New England-born conceptual artist Candice Lin draws on the arts and sciences and everything that lies between to stimulate new insight into identity and history, gender and sexuality, aesthetics and politics. The artist unearths facts and stories, bringing them to light in drawings, collages, sculptures, and installations. The cross cultural Divination Board (2019)—a collage of tobacco leaves, dried beans, hand-copied diagrams, and images of mythical beasts and talismans—documents some of the ways people have sought, across cultures and continents, to see beyond the obvious to the reality that lies beneath.

Mary McCleary’s three dimensional collages depict images of everyday life—a vase of flowers, a woman smoking, a family in the living room. A closer look reveals narratives layered with symbolism and visual clues referencing history, literature, art, and Christianity, as well as the multitude of ordinary materials and found objects she painstakingly pieces together. String, cardboard, glitter, sticks, beads, wire, and plastic toys, and even dryer lint are given a higher purpose in McCleary’s visual narratives, such as the magnificent flower bouquet in Telling the Bees (2017).

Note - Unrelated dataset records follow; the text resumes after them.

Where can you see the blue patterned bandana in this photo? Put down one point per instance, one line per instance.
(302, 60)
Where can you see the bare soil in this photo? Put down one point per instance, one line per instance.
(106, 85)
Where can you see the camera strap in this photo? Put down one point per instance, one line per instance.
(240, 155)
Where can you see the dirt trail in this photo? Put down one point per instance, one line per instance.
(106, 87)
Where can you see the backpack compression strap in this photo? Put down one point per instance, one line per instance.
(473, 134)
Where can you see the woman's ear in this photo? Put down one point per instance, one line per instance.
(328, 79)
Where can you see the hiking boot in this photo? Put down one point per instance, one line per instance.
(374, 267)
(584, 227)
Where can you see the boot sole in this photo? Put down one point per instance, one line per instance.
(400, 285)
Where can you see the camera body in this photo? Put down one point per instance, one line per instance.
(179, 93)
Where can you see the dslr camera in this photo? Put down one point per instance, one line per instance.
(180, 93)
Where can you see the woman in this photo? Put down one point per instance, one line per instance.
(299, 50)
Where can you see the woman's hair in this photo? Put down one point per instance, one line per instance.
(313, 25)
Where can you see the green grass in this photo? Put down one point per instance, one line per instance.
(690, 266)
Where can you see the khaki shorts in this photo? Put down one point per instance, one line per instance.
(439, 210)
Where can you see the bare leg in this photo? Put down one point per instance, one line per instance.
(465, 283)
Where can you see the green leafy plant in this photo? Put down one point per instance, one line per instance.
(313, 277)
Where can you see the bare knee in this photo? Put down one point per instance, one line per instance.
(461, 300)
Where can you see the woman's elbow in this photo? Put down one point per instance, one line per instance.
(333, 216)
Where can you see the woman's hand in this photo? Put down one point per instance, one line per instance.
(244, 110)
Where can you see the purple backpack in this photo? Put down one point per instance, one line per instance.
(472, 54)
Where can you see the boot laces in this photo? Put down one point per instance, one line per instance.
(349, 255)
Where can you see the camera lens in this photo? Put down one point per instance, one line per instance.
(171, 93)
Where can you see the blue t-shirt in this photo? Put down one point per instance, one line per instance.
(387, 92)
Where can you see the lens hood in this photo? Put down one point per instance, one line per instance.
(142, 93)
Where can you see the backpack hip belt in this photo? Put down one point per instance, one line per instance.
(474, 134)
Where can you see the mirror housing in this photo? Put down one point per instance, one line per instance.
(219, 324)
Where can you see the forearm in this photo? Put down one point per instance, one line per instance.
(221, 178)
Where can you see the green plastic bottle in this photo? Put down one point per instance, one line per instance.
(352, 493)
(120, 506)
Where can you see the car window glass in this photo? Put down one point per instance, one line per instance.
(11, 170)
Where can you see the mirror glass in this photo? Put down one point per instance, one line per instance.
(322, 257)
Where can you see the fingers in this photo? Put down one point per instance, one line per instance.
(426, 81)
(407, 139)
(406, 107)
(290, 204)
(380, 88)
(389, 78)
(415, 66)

Since 1995, Jim Shaw has been making paintings and sculptures based on his dreams, transforming nonsensical stories into multifaceted and multilayered commentaries on contemporary life that conflate dreaming and waking states. In Dream Object (Irregularly Shaped Canvas: Forces of nature; Jim Shaw in pain; Hoover vacuum cleaner; rendered milky fluid), (2010), the artist includes his own likeness—a spooked black and white figure engulfed in a tempest created by a Hoover Constellation vacuum. The title refers to Shaw in the third person, pegging him as a witness to his own inescapable nightmare.

Raised in Pasedena, Devin Troy Strother (American, b. 1986) combines bright colors, paper dolls, and storybook–style illustrations with African American imagery to create untold narratives that are immediately appealing yet belie complex, controversial topics including race relations, the legacy of slavery, and the mythology of the black athlete. In a new mixed media work on panel—this shit is not a game, oh wait i'm sorry this is a game and i'm kinda doing just for the fame, does that sound lame? (2020)—black, pink, and yellow skinned basketball players are equally depicted with exaggerated physical attributes (such as over-stretched Gumby-doll limbs) to the extent that they diminish the playing field.

David Pagel
Parrish Adjunct Curator David Pagel is an art critic who writes regularly for the Los Angeles Times, and a professor of art theory and history at Claremont Graduate University. Recent publications include Jim Shaw (Lund Humphries, 2019) and Talking Beauty: A Conversation between Joseph Raffael and David Pagel about Art, Life, Death, and Creativity (Zero+, 2019).

The exhibition is accompanied by a fully illustrated, 224-page catalogue published by the Parrish Art Museum with essays by David Pagel, Parrish Adjunct Curator and Professor of Art Theory and History, Claremont Graduate University, and David Scott Kastan, the George M. Bodman Professor of English at Yale University; an introduction by Parrish Art Museum Director Terrie Sultan; and essays on individual artists by Christopher French, David Pagel, Savannah Petrick, and Terrie Sultan.